1.Setup - Load data and the required libraries Data Source: http://mysafeinfo.com/api/data?list=presidents&format=json Import json into MondoDB database “rtest” : C:\Users\Suman>mongoimport -d rtest -c presidents < C:\Users\Suman\presidents.json
#install.packages("rmongodb")
library(rmongodb)
2.Analysis
#Connect to my local mongo db server or replset and return an object of class "mongo" for communication over connection.
mgdb <- mongo.create(host="127.0.0.1")
#get collections from my database , which 'rtest'
(mongo.get.database.collections(mgdb, 'rtest'))
## [1] "rtest.presidents"
#Get Democrat presidents only
bson.query <- mongo.bson.from.JSON('{ "pp" : "Democrat" } ')
cur <- mongo.find(mgdb, "rtest.presidents", bson.query)
democrat.df <- mongo.cursor.to.data.frame(cur)
head(democrat.df)
## id nm pp tm
## 1 7 Andrew Jackson Democrat 1829-1837
## 2 8 Martin van Buren Democrat 1837-1841
## 3 11 James K. Polk Democrat 1845-1849
## 4 14 Franklin Pierce Democrat 1853-1857
## 5 15 James Buchanan Democrat 1857-1861
## 6 22 Grover Cleveland Democrat 1885-1889
Now lets try getting all the data from the mongo collection
#Get all presidents
cur.all <- mongo.find(mgdb, "rtest.presidents")

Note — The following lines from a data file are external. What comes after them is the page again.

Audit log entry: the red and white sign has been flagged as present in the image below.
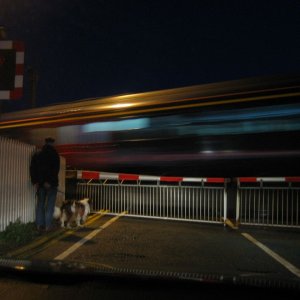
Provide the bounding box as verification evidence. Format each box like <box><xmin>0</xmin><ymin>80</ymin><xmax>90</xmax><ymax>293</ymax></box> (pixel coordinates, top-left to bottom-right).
<box><xmin>0</xmin><ymin>41</ymin><xmax>24</xmax><ymax>100</ymax></box>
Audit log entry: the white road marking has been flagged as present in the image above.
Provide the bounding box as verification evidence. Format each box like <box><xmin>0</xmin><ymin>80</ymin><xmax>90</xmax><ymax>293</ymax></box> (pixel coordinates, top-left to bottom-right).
<box><xmin>241</xmin><ymin>233</ymin><xmax>300</xmax><ymax>277</ymax></box>
<box><xmin>54</xmin><ymin>211</ymin><xmax>127</xmax><ymax>260</ymax></box>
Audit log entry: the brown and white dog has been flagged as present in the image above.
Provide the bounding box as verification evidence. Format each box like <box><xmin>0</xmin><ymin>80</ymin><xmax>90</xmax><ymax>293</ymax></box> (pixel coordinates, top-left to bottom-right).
<box><xmin>53</xmin><ymin>198</ymin><xmax>90</xmax><ymax>228</ymax></box>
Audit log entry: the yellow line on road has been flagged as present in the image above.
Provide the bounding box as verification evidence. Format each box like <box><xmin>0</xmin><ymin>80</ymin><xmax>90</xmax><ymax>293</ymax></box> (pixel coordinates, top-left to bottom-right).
<box><xmin>242</xmin><ymin>233</ymin><xmax>300</xmax><ymax>277</ymax></box>
<box><xmin>54</xmin><ymin>211</ymin><xmax>127</xmax><ymax>260</ymax></box>
<box><xmin>7</xmin><ymin>210</ymin><xmax>109</xmax><ymax>257</ymax></box>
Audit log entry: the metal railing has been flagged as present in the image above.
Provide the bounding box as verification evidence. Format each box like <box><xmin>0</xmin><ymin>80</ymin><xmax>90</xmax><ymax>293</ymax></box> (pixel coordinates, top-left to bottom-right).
<box><xmin>77</xmin><ymin>176</ymin><xmax>227</xmax><ymax>223</ymax></box>
<box><xmin>236</xmin><ymin>178</ymin><xmax>300</xmax><ymax>227</ymax></box>
<box><xmin>0</xmin><ymin>137</ymin><xmax>35</xmax><ymax>231</ymax></box>
<box><xmin>0</xmin><ymin>136</ymin><xmax>66</xmax><ymax>231</ymax></box>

presidents.df <- mongo.cursor.to.data.frame(cur.all)
## Warning in mongo.cursor.to.data.frame(cur.all): This fails for most NoSQL
## data structures. I am working on a new solution
#Make sure to destroy the connection to mongoDb.
mongo.destroy(mgdb)
## NULL
names(presidents.df) <- c("id", "name", "party", "time")
head(presidents.df)
## id name party time
## 1 2 John Adams Federalist 1797-1801
## 2 4 James Madison Democratic-Republican 1809-1817
## 3 3 Thomas Jefferson Democratic-Republican 1801-1809
## 4 6 John Quincy Adams Democratic-Republican 1825-1829
## 5 7 Andrew Jackson Democrat 1829-1837
## 6 5 James Monroe Democratic-Republican 1817-1825
Quick visualization - Histogram of US Presidents by party
library(ggplot2)
ggplot(data=presidents.df, aes(x=party, fill = party)) + geom_histogram() + ggtitle("Count of Presidents from each party") +
stat_bin(aes(y=..count.., label=..count..), geom="text", vjust=-.5)
## ymax not defined: adjusting position using y instead